MELISSA MAYS: Yeah, she’s fantastic. She stood her ground. They accused her of slicing and dicing data. The data was already there. It’s just the state and the county did not bother to even look into it. They were in such denial that there was a problem at all, and she got her hands on it and said, “Oh, no, we have a problem. We have to stop this now.” And this is just the young kids. And the fact that we know that no level of lead exposure is safe for anyone of any age, she’s fearing right now for generations of children, because my kids, my sons, can actually pass their lead poisoning down to their own kids. So, this is generation after generation of damaged children. And then we’ve got seniors that are struggling harder than ever. I’m 37 years old, and I’ve never had this many physical problems. So, for her to stand up amidst what the state was staying, what the MDEQ was saying, it’s fantastic. It’s just wonderful.

AMY GOODMAN: And so, what’s happening now? Can you talk about the lawsuits? Can you talk about how you’re protecting yourself?
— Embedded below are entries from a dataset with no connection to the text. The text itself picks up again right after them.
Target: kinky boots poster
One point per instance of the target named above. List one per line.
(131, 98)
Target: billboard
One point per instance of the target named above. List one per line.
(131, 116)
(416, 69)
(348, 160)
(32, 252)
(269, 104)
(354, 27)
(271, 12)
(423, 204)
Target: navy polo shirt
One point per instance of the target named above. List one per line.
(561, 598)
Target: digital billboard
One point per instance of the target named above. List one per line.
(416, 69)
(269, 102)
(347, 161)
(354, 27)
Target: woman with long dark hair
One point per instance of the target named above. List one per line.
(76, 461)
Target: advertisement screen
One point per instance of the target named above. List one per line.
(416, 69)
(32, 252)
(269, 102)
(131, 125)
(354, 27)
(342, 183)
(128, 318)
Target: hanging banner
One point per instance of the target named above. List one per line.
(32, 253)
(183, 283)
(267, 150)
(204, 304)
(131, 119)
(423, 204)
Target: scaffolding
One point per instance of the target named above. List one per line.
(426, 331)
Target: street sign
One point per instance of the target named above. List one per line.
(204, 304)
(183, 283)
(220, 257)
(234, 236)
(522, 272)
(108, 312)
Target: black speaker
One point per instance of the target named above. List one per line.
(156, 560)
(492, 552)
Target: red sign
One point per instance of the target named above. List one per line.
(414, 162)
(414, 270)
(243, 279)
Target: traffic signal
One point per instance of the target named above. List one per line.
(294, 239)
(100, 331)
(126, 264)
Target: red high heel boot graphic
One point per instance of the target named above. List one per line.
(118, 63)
Your group is called Water You Fighting For?, as in “What are you fighting for?”

MELISSA MAYS: Yeah, that’s my husband’s clever name. But yes, we have two lawsuits. We have two federal lawsuits that we’ve started. One is a class-action lawsuit, because people are damaged, not just physically, but people like us, we’ve gone through three water heaters. The caustic water has destroyed that. The pipes inside of our home are ruined. Our service line is ruined. So we have property damage, and then the emotional damage of the fact that you can’t use your water without fearing of what’s going to happen to you. You can’t hand your kids a glass of water and say, “Here, it’s safe, sweetheart. Drink it.” The kids are afraid of the water. My sons skip showers because they don’t want to get sick. I mean, it’s just so damaging. Something so life-giving as water, that everyone needs, and we can’t use it safely for anything. So, that’s a huge thing. So we’re trying to talk to people to get help and get a medical monitoring fund going, because this is a lifelong problem.
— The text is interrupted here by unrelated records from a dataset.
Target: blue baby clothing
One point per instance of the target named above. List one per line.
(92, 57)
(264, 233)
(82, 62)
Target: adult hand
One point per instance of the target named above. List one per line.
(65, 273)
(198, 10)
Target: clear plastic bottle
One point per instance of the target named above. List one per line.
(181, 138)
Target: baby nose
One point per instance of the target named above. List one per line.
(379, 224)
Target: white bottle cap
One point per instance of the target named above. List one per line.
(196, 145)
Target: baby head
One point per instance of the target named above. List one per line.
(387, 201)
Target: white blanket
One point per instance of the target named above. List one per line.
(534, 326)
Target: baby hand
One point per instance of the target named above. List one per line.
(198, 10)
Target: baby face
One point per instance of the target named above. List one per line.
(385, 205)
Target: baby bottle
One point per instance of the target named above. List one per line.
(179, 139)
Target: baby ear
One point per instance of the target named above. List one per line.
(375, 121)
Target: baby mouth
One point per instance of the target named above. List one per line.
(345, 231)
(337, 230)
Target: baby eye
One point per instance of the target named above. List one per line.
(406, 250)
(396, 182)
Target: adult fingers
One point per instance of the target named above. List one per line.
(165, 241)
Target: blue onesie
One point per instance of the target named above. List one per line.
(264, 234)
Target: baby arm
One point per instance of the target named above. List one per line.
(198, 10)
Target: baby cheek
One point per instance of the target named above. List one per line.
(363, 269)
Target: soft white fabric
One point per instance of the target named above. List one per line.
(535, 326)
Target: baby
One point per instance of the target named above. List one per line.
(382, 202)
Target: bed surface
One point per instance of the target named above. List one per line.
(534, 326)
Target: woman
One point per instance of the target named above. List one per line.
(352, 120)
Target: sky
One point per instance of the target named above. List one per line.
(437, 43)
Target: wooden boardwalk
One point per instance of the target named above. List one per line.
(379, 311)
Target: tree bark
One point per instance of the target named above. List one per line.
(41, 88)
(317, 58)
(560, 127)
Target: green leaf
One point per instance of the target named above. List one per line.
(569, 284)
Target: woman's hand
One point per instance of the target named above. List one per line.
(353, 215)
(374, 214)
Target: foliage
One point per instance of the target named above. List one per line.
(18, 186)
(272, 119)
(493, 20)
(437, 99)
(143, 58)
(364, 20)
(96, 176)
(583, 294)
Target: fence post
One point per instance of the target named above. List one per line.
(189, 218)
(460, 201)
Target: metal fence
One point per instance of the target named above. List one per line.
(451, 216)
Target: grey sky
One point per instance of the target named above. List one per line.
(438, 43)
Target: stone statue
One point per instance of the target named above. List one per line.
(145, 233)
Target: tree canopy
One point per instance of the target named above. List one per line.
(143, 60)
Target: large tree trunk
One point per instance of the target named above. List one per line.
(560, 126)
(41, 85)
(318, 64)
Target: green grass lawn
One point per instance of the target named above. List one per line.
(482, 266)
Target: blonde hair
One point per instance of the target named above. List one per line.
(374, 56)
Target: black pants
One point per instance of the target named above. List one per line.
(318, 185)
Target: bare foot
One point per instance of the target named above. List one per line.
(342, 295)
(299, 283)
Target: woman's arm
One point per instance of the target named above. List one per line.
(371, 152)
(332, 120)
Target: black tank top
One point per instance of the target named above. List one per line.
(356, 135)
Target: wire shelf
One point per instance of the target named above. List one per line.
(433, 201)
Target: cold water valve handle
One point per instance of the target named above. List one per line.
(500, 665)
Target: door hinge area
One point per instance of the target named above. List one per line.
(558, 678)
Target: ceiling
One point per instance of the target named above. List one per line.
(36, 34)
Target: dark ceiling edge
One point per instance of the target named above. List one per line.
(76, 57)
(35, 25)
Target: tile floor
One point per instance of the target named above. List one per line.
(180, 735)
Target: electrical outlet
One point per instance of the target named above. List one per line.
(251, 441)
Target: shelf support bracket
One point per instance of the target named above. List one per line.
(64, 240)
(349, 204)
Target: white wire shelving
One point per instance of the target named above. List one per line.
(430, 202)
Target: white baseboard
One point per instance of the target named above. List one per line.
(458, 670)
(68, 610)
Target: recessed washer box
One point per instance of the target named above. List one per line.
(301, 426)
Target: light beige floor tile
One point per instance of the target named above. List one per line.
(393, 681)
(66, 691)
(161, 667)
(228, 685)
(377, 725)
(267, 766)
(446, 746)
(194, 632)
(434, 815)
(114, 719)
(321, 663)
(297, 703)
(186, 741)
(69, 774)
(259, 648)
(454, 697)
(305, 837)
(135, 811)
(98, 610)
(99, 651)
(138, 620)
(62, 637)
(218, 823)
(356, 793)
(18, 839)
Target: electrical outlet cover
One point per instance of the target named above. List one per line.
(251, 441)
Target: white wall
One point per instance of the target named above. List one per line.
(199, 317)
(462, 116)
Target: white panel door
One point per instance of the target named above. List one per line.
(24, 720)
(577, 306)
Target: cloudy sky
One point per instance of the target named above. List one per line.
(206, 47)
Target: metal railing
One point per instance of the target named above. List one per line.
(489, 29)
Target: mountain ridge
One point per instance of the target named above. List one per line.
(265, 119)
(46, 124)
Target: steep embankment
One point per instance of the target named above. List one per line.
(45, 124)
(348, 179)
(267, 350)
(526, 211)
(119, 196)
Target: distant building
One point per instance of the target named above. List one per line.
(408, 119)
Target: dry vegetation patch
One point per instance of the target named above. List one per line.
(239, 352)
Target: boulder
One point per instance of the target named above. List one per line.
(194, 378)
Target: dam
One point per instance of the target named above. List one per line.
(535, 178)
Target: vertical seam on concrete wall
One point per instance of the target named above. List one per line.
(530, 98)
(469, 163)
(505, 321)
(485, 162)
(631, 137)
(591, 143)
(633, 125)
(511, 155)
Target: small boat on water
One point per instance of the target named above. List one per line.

AMY GOODMAN: So what does—

MELISSA MAYS: Everyone is going to be dealing with this.

AMY GOODMAN: What does this week, the city of Flint being under state of emergency, mean, Curt Guyette? We have 15 seconds.

CURT GUYETTE: Well, one thing I think it means is that it’s a sign that democracy has returned to Flint. This state of emergency would have never been declared eight or nine months ago, when the city was still under the control of an emergency manager. So, in that regard, it’s very positive, and it shows the power of democracy.

AMY GOODMAN: I want to thank you both for being with us, Curt Guyette of the ACLU of Michigan, and we’ll link to your reports; Melissa Mays of Water You Fighting For?